To distinguish Acompli from other recent email startups (such as Mailbox), Soltero decided to target the enterprise market: he felt that such users had been underserved by mail apps with limited or no support for Microsoft Exchange Server, despite its wide use in such environments. A result of this mandate was the decision to make the app a personal information manager rather than only an email client, integrating a calendar, a list of recent contacts, and a list of recent files from attachments and cloud storage services.

Acompli was first released on April 25, 2014, for iOS. An Android version was released in September 2014. On November 26, 2014, an incomplete post on its official blog prematurely revealed that Acompli had been acquired by Microsoft. The acquisition, valued at over $200 million (~$ in ), was officially announced on December 1, 2014. Rajesh Jha, vice president of Microsoft's Outlook division, stated that "We’re excited about what’s possible as we build on the app’s success and bring it together with work currently in progress by the Outlook team." Soltero assured users that the Acompli app would not be discontinued, and would continue to receive regular updates. On January 29, 2015, Acompli was re-branded as Outlook Mobile, uniting it with one of its original influences.

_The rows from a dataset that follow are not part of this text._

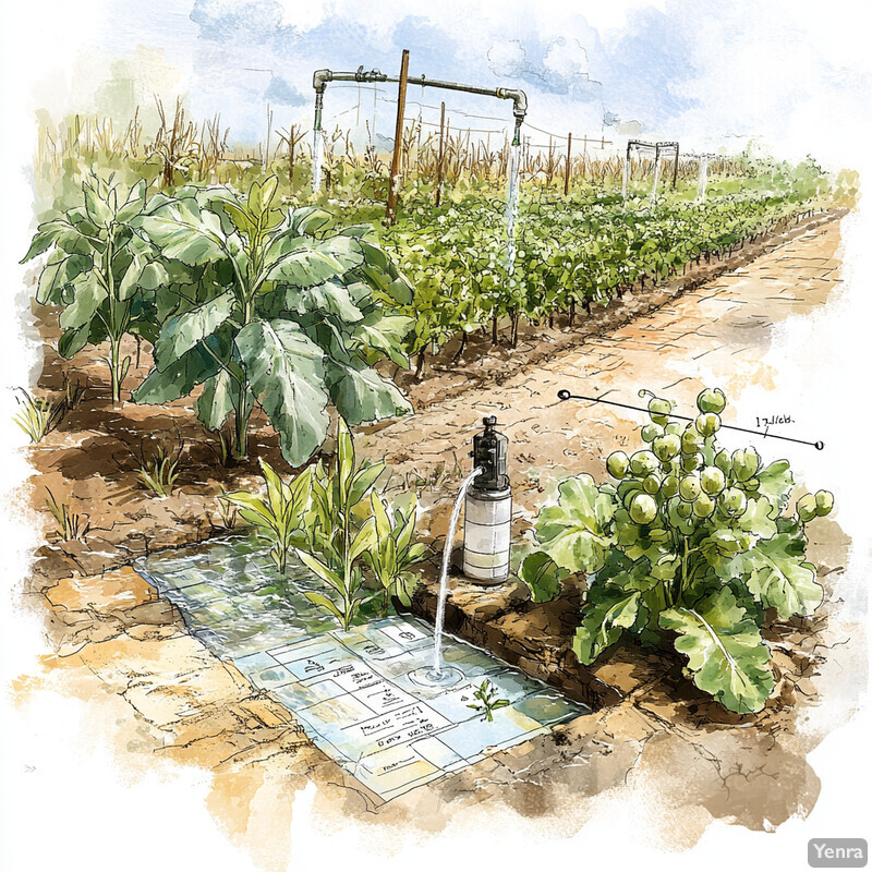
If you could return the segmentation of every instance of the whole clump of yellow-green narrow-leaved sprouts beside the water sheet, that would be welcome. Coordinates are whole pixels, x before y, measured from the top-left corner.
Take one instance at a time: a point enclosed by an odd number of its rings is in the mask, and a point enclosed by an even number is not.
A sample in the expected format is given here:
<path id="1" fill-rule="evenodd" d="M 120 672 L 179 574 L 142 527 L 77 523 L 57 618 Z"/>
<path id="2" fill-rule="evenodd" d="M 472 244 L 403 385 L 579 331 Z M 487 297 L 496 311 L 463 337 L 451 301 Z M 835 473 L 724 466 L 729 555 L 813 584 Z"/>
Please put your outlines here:
<path id="1" fill-rule="evenodd" d="M 221 499 L 237 507 L 270 544 L 279 572 L 295 555 L 325 585 L 325 593 L 306 591 L 315 606 L 348 630 L 371 596 L 367 577 L 382 597 L 387 615 L 390 598 L 411 604 L 417 582 L 412 567 L 429 554 L 414 537 L 416 501 L 413 492 L 388 501 L 377 489 L 384 463 L 358 460 L 348 425 L 340 417 L 336 452 L 290 481 L 264 460 L 265 496 L 246 491 Z"/>

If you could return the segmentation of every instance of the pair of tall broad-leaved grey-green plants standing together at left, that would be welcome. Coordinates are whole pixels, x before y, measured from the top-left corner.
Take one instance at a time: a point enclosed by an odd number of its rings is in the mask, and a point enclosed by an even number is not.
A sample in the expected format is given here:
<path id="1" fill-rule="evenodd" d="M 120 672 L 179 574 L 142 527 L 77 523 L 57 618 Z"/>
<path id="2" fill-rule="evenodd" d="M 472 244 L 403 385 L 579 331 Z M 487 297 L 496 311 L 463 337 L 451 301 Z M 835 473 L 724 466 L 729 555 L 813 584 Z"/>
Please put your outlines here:
<path id="1" fill-rule="evenodd" d="M 258 405 L 299 467 L 326 437 L 328 404 L 351 424 L 410 410 L 374 364 L 407 365 L 412 320 L 395 310 L 413 294 L 368 227 L 282 208 L 277 185 L 149 197 L 145 182 L 95 175 L 81 206 L 39 226 L 25 261 L 50 252 L 37 300 L 62 307 L 64 358 L 108 342 L 113 401 L 131 364 L 122 340 L 145 339 L 154 367 L 135 402 L 202 387 L 197 415 L 210 431 L 232 426 L 234 459 Z"/>

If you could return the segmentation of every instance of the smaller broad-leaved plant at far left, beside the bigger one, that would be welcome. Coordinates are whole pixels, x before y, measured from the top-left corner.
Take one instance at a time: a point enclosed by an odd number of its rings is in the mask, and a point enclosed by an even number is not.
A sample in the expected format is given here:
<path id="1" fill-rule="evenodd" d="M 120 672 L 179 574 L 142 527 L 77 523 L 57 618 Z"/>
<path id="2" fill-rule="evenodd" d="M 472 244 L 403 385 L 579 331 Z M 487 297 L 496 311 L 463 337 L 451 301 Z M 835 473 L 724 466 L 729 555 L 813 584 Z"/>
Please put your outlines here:
<path id="1" fill-rule="evenodd" d="M 145 181 L 128 187 L 113 175 L 92 174 L 82 184 L 83 205 L 39 225 L 23 261 L 51 250 L 37 302 L 63 307 L 61 356 L 108 340 L 113 402 L 131 364 L 121 358 L 121 340 L 126 334 L 154 340 L 155 290 L 167 278 L 154 246 L 135 232 L 146 189 Z"/>

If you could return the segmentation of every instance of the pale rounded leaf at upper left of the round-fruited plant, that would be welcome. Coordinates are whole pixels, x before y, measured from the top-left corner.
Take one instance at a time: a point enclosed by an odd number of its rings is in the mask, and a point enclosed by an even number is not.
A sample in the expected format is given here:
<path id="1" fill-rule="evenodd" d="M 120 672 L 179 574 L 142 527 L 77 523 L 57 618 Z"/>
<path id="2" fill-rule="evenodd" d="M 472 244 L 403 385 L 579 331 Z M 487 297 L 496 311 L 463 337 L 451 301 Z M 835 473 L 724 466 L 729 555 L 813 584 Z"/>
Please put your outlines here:
<path id="1" fill-rule="evenodd" d="M 543 509 L 538 517 L 536 538 L 568 572 L 595 572 L 613 542 L 614 497 L 601 493 L 586 474 L 561 482 L 558 494 L 557 505 Z"/>

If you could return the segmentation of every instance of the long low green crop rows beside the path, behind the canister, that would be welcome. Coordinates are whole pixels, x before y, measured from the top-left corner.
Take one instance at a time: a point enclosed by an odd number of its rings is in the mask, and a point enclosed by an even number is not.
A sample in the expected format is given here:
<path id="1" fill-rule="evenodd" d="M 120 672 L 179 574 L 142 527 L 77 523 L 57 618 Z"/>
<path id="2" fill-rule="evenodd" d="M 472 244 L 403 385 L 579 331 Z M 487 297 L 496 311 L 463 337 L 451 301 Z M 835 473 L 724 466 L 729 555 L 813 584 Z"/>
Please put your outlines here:
<path id="1" fill-rule="evenodd" d="M 419 206 L 382 239 L 416 290 L 408 348 L 417 353 L 488 325 L 496 342 L 500 323 L 512 344 L 522 320 L 565 315 L 571 326 L 577 310 L 656 286 L 813 207 L 798 194 L 667 198 L 655 207 L 620 196 L 526 199 L 511 265 L 499 196 Z"/>

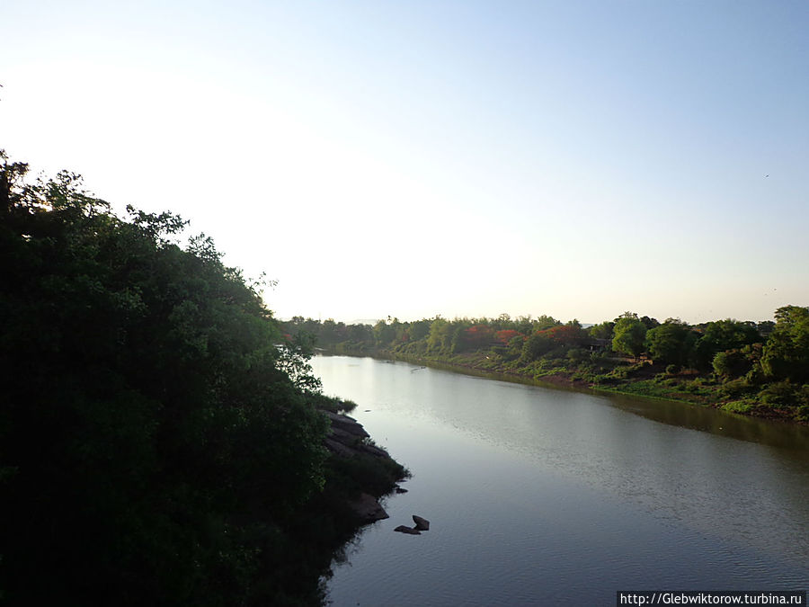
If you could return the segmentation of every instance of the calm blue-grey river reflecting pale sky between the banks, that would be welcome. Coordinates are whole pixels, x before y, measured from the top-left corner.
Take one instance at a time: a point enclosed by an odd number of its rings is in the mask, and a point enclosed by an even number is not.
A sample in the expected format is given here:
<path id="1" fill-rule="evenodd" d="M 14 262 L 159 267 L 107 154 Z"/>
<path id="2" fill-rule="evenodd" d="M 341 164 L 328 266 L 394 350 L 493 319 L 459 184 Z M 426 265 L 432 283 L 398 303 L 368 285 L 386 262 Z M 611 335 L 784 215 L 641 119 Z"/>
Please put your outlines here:
<path id="1" fill-rule="evenodd" d="M 334 605 L 610 605 L 809 580 L 807 428 L 405 362 L 313 367 L 413 472 L 334 565 Z M 431 531 L 395 533 L 412 514 Z"/>

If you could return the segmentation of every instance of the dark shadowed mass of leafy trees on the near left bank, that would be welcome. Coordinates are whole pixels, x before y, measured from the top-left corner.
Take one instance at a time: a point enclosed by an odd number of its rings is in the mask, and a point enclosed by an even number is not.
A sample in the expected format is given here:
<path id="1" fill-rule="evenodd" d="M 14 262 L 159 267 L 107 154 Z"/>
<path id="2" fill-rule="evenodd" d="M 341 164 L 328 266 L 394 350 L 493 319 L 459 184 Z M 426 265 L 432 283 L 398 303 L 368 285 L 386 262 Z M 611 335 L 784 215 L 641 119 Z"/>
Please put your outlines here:
<path id="1" fill-rule="evenodd" d="M 305 344 L 181 219 L 0 160 L 0 594 L 316 603 L 346 529 Z"/>

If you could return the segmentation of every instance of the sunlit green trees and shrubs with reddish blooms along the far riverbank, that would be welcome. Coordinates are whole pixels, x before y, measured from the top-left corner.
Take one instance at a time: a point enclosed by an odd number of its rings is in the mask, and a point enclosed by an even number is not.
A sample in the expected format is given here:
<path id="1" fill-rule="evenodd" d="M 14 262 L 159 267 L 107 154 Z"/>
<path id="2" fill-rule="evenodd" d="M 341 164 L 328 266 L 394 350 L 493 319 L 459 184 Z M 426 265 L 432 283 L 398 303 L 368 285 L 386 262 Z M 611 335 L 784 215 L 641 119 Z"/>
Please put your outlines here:
<path id="1" fill-rule="evenodd" d="M 335 353 L 449 362 L 809 422 L 809 308 L 778 308 L 775 317 L 690 326 L 627 312 L 587 329 L 575 320 L 507 314 L 388 317 L 375 326 L 294 317 L 282 325 Z"/>

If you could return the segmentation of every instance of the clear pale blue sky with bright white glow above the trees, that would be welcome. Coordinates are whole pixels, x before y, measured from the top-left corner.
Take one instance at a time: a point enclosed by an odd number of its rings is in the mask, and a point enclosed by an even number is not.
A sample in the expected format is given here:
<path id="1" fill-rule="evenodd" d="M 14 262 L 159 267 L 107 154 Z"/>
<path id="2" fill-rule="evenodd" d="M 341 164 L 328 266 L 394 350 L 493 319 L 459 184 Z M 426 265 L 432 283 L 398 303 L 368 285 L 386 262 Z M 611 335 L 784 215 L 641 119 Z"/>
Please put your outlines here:
<path id="1" fill-rule="evenodd" d="M 5 3 L 0 148 L 280 318 L 809 305 L 809 2 Z"/>

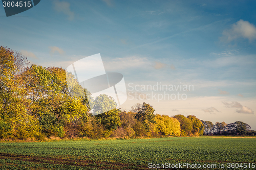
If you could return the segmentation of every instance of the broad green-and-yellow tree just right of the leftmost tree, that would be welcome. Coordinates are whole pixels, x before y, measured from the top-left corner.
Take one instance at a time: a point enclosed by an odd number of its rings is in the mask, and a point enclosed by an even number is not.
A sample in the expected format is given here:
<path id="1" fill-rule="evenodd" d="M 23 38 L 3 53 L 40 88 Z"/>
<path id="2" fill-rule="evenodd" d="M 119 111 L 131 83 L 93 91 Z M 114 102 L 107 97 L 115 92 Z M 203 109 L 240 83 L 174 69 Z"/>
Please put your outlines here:
<path id="1" fill-rule="evenodd" d="M 38 118 L 46 136 L 65 135 L 65 126 L 71 124 L 76 135 L 78 124 L 88 120 L 88 108 L 82 96 L 73 96 L 68 90 L 65 69 L 31 65 L 23 79 L 29 101 L 28 111 Z M 69 130 L 70 132 L 70 130 Z"/>

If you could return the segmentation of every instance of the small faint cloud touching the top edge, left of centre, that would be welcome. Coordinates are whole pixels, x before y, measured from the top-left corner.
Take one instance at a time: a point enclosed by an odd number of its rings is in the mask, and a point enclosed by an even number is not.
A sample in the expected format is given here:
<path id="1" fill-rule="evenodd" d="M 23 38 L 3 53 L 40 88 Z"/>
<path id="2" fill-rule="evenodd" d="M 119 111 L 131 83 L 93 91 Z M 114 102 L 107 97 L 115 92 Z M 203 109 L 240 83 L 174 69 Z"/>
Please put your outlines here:
<path id="1" fill-rule="evenodd" d="M 60 2 L 58 0 L 54 0 L 53 1 L 53 5 L 54 5 L 54 9 L 57 11 L 57 12 L 60 12 L 60 13 L 63 13 L 65 15 L 68 16 L 68 19 L 69 20 L 73 20 L 74 19 L 74 12 L 70 10 L 70 3 L 68 2 Z"/>

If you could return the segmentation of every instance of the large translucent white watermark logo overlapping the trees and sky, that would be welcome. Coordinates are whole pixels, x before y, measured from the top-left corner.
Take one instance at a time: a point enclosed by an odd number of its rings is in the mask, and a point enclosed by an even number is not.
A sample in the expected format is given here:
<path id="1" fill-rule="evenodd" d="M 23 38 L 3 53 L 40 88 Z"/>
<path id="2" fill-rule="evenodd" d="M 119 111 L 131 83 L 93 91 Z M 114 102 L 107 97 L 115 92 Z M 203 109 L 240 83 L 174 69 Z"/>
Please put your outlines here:
<path id="1" fill-rule="evenodd" d="M 106 73 L 100 54 L 80 59 L 66 70 L 69 91 L 72 95 L 86 97 L 93 115 L 110 111 L 127 99 L 123 75 L 118 72 Z M 81 87 L 87 91 L 81 90 Z M 90 100 L 91 96 L 98 100 Z M 96 105 L 101 109 L 95 109 Z"/>

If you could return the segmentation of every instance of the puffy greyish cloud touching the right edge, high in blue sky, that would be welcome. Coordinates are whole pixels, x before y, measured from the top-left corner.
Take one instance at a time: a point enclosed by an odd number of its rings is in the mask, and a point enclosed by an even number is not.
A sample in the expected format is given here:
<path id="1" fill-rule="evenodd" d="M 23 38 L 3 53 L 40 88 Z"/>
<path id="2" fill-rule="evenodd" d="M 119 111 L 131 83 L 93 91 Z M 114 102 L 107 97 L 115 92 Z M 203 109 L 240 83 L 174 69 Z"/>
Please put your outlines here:
<path id="1" fill-rule="evenodd" d="M 231 29 L 224 30 L 221 40 L 223 41 L 233 41 L 239 38 L 248 39 L 250 42 L 256 39 L 256 27 L 248 22 L 240 19 L 231 26 Z"/>

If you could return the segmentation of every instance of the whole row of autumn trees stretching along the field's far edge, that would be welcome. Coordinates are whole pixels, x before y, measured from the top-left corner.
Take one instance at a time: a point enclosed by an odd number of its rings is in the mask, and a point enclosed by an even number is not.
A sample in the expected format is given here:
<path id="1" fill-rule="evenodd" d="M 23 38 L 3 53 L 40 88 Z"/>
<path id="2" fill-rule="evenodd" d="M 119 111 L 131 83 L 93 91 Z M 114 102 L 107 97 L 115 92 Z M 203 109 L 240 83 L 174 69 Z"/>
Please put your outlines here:
<path id="1" fill-rule="evenodd" d="M 193 115 L 160 115 L 146 103 L 136 104 L 130 111 L 115 108 L 93 116 L 92 111 L 102 112 L 117 104 L 106 94 L 93 99 L 63 68 L 29 65 L 22 54 L 3 46 L 0 57 L 1 139 L 244 135 L 250 129 L 242 122 L 213 125 Z"/>

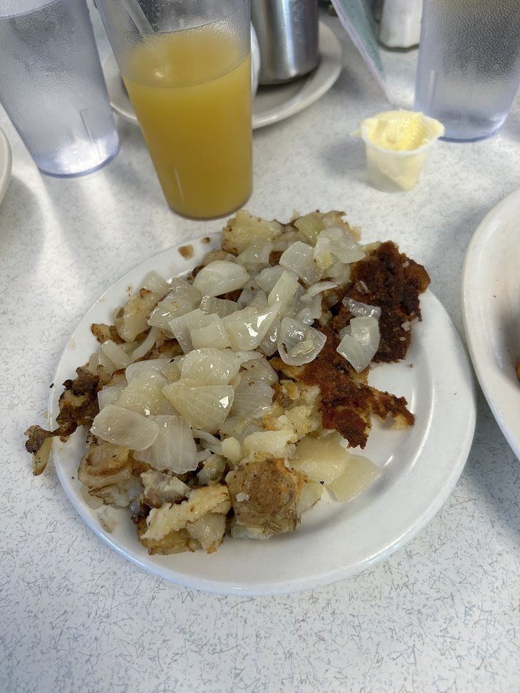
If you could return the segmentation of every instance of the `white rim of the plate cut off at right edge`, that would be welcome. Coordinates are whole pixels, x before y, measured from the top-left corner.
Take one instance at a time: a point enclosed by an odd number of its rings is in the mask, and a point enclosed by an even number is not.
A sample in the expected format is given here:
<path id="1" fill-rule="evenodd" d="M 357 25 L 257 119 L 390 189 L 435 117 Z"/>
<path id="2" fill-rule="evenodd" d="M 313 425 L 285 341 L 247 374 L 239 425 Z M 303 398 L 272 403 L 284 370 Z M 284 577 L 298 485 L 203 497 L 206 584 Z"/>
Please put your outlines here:
<path id="1" fill-rule="evenodd" d="M 489 209 L 483 219 L 480 220 L 473 236 L 471 236 L 462 265 L 461 297 L 462 322 L 464 324 L 469 355 L 478 383 L 489 405 L 489 409 L 492 411 L 494 419 L 496 423 L 498 423 L 505 439 L 508 441 L 512 452 L 517 459 L 520 459 L 520 430 L 516 436 L 512 432 L 511 426 L 508 424 L 506 420 L 507 417 L 504 414 L 504 409 L 507 411 L 508 407 L 503 407 L 501 404 L 501 396 L 497 396 L 493 387 L 493 377 L 486 372 L 486 368 L 498 369 L 498 365 L 496 360 L 490 358 L 492 350 L 487 340 L 480 340 L 478 338 L 479 331 L 476 325 L 480 324 L 480 328 L 482 328 L 483 324 L 480 321 L 478 303 L 475 301 L 475 297 L 478 294 L 476 294 L 474 290 L 474 287 L 478 284 L 476 281 L 476 274 L 478 273 L 479 255 L 485 252 L 486 247 L 492 243 L 494 234 L 498 233 L 501 225 L 503 225 L 503 222 L 498 222 L 497 217 L 500 216 L 504 210 L 510 208 L 512 209 L 509 213 L 512 213 L 514 208 L 520 208 L 520 188 L 506 195 L 505 198 L 499 200 L 494 207 Z M 483 331 L 480 331 L 480 334 L 483 334 Z M 501 372 L 500 369 L 498 369 L 498 371 Z M 520 403 L 520 383 L 518 398 Z"/>

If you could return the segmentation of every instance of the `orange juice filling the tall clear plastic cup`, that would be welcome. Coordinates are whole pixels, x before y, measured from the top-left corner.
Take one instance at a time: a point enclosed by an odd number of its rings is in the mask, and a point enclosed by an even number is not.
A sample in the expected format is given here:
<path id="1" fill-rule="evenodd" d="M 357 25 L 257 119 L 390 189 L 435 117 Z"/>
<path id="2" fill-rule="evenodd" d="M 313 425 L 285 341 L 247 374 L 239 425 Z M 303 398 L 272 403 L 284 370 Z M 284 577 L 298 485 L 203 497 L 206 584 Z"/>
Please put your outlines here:
<path id="1" fill-rule="evenodd" d="M 250 54 L 205 26 L 146 37 L 124 67 L 170 207 L 198 218 L 240 207 L 252 186 Z"/>

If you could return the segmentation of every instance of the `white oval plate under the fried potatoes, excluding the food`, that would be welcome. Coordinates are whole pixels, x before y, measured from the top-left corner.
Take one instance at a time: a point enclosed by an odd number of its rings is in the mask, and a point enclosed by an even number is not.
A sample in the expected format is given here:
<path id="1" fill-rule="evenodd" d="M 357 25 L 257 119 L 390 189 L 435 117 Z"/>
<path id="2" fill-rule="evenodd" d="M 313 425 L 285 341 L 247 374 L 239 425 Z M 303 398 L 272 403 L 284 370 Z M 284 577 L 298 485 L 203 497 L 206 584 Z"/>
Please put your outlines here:
<path id="1" fill-rule="evenodd" d="M 171 248 L 145 261 L 119 279 L 94 304 L 64 350 L 49 411 L 58 414 L 60 383 L 73 376 L 98 344 L 92 322 L 112 322 L 113 310 L 128 298 L 150 270 L 173 277 L 191 270 L 211 247 L 193 242 L 195 255 L 186 261 Z M 453 324 L 431 291 L 421 297 L 423 322 L 414 328 L 408 358 L 381 365 L 370 383 L 405 396 L 416 414 L 415 426 L 393 431 L 374 421 L 365 453 L 383 474 L 361 496 L 340 504 L 322 500 L 304 514 L 296 532 L 267 541 L 227 538 L 214 554 L 205 552 L 149 556 L 137 541 L 128 509 L 117 511 L 112 534 L 101 527 L 98 513 L 80 493 L 77 469 L 85 450 L 85 431 L 67 444 L 55 439 L 53 459 L 65 493 L 96 534 L 123 556 L 155 575 L 177 584 L 216 593 L 275 594 L 324 585 L 349 577 L 388 556 L 408 541 L 440 509 L 467 459 L 475 426 L 475 394 L 469 360 Z"/>

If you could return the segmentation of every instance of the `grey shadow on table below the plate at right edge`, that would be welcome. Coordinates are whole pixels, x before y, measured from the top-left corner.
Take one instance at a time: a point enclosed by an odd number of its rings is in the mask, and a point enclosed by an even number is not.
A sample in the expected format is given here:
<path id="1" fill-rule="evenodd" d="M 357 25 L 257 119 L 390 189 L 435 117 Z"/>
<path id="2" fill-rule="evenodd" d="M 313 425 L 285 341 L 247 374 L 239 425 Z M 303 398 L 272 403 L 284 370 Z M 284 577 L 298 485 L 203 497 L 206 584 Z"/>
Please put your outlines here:
<path id="1" fill-rule="evenodd" d="M 504 539 L 512 538 L 517 545 L 520 541 L 520 461 L 503 437 L 480 389 L 474 445 L 465 476 L 483 500 L 483 514 L 495 525 L 497 551 L 503 550 Z M 476 532 L 481 518 L 478 520 Z"/>

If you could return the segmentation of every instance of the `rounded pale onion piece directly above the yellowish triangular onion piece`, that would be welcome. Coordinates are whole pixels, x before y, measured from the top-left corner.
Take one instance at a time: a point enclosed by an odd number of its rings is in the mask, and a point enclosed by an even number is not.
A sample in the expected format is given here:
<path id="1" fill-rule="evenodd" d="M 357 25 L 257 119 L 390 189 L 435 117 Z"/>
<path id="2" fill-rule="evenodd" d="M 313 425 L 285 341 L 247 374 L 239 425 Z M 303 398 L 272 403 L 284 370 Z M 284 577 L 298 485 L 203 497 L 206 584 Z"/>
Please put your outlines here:
<path id="1" fill-rule="evenodd" d="M 239 373 L 241 359 L 223 349 L 194 349 L 182 360 L 181 376 L 197 385 L 229 385 Z"/>

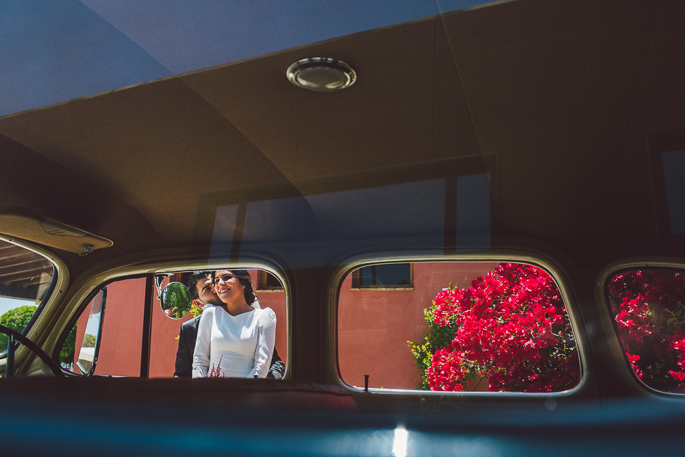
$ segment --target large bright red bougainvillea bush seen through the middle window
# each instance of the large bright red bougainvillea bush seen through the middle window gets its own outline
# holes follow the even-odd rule
[[[462,391],[487,380],[490,391],[558,392],[580,380],[566,308],[539,268],[501,263],[469,288],[440,292],[431,310],[434,324],[454,330],[425,371],[433,391]]]

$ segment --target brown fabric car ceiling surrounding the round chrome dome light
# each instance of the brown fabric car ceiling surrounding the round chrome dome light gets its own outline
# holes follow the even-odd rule
[[[101,17],[132,36],[119,16]],[[208,248],[198,234],[214,223],[200,217],[218,208],[212,195],[277,201],[474,157],[492,171],[495,157],[493,247],[535,240],[590,270],[682,256],[657,234],[645,138],[684,127],[684,18],[675,0],[505,1],[8,114],[0,202],[114,242],[85,260],[60,253],[81,271]],[[132,40],[148,40],[170,73],[187,68],[166,63],[153,33]],[[351,64],[358,81],[323,94],[288,82],[288,65],[320,55]]]

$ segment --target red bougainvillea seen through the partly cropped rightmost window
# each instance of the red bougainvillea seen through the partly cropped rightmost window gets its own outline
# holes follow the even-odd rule
[[[608,281],[607,294],[638,378],[660,391],[685,393],[685,275],[623,271]]]

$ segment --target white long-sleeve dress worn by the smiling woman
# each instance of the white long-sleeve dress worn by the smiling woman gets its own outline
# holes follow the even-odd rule
[[[265,378],[275,341],[276,314],[271,308],[232,316],[208,304],[197,327],[192,377],[208,378],[212,369],[219,369],[219,376],[227,378]]]

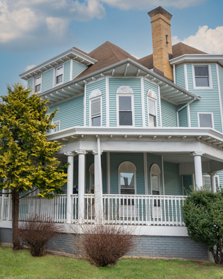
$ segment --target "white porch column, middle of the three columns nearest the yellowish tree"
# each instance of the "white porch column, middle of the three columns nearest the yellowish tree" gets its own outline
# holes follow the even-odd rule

On February 4, 2015, Microsoft acquired Sunrise Calendar; the app was discontinued on September 13, 2016, with features from Sunrise (such as icons to identify types of events, and its date and time selection interface) concurrently being added to Outlook Mobile.

==Features==
Outlook Mobile is designed to consolidate functionality that would normally be found in separate apps on mobile devices, similarly to personal information managers on personal computers. is designed around four "hubs" for different tasks, including "Mail", "Calendar," "Files" and "People". The "People" hub lists frequently and recently used contacts and aggregates recent communications with them, and the "Files" hub aggregates recent attachments from messages, and can also integrate with other online storage services such as Dropbox, Google Drive, and OneDrive. To facilitate indexing of content for search and other features, emails and other information are stored on external servers.

Outlook Mobile is designed for use with Microsoft's Outlook.com and Exchange, but also supports other e-mail services and platforms such as iCloud, Gmail, and Yahoo! Mail. The app supports multiple email accounts and unified inbox.

Emails are divided into two inboxes: the "Focused" inbox displays messages of high importance, and those from frequent contacts. All other messages are displayed within an "Other" section. Files, locations, and calendar events can be embedded into email messages. Swiping gestures can be used for deleting messages.

Like the desktop Outlook, Outlook Mobile allows users to see appointment details, respond to Exchange meeting invites, and schedule meetings. It also incorporates the three-day view and "Interesting Calendars" features from Sunrise.

==Security==
Outlook Mobile temporarily stores and indexes user data (including email, attachments, calendar information, and contacts), along with login credentials, in a "secure" form on Microsoft Azure servers located in the United States. On Exchange accounts, these servers identify as a single Exchange ActiveSync user in order to fetch e-mail. Additionally, the app does not support mobile device management, nor allows administrators to control how third-party cloud storage services are used with the app to interact with their users. Concerns surrounding these security issues have prompted some firms, including the European Parliament, to block the app on their Exchange servers. Microsoft maintains a separate, pre-existing Outlook Web Access app for Android and iOS.